Gamenya sendiri mengikuti cerita seorang pemburu iblis asal Meksiko bernama Garcia Hotspur dalam petualangan berbahaya ke City of the Damned, semua demi bisa menyelamatkan sang pacar yang diculik oleh Lord of Demons. Dengan premis cerita sederhana dan gameplay action-adventure klasik yang dipertahankan, apakah gamenya terbukti masih seru apalagi untuk direkomendasikan ke para pendatang baru? Langsung saja simak bahasannya pada review berikut.
Upgrade Visual yang Pas
Kami bisa langsung melihat kalau peningkatan visualnya jadi kekuatan utama dari versi remaster ini. Meskipun kami tidak sempat memainkan seri originalnya dulu, upgradenya cukup membuat game ini lebih cocok untuk dinikmati para gamer di era sekarang. Gameplay dengan dukungan resolusi 4K ditambah 60fps sudah terasa sangat cukup untuk memberi pengalaman bermain maksimal. Salah satu perombakan terbaik ada di model karakternya, karena dengan resolusi yang lebih tinggi, kamu bisa melihat lebih banyak detail dari model musuh yang penuh tekstur, wajah karakter utama Garcia Hotspur terlihat jauh lebih baik dari versi lama, belum lagi Paula juga terlihat lebih seksi.
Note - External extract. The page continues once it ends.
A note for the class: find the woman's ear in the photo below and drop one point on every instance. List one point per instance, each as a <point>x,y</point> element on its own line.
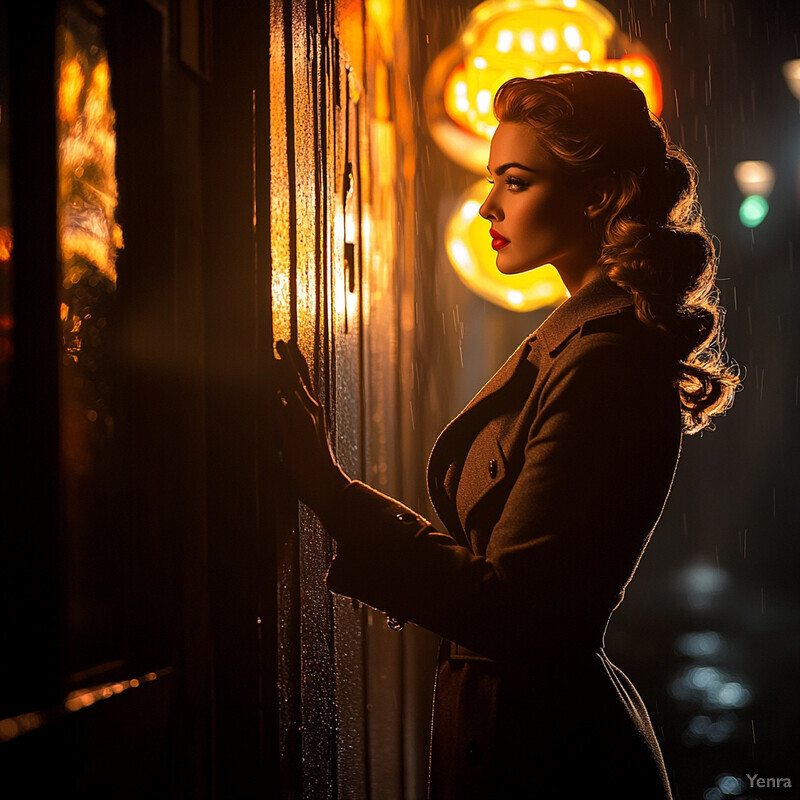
<point>601,197</point>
Kami juga ingin memberi highlight lain pada Johnson, rekan Garcia dalam wujud iblis kecil dengan kepala tengkorak yang menyala. Ada sentuhan efek pencahayaan pada model karakternya yang telah mendapat peningkatan besar, tidak hanya dalam cutscene cerita tetapi juga saat mengeksplor area gelap, di mana pencahayaan yang lebih baik menambahkan kedalaman lebih pada detail karakter hingga atmosfer sekitar, sehingga kamu bisa merasakan suasana yang benar-benar terasa seperti di neraka.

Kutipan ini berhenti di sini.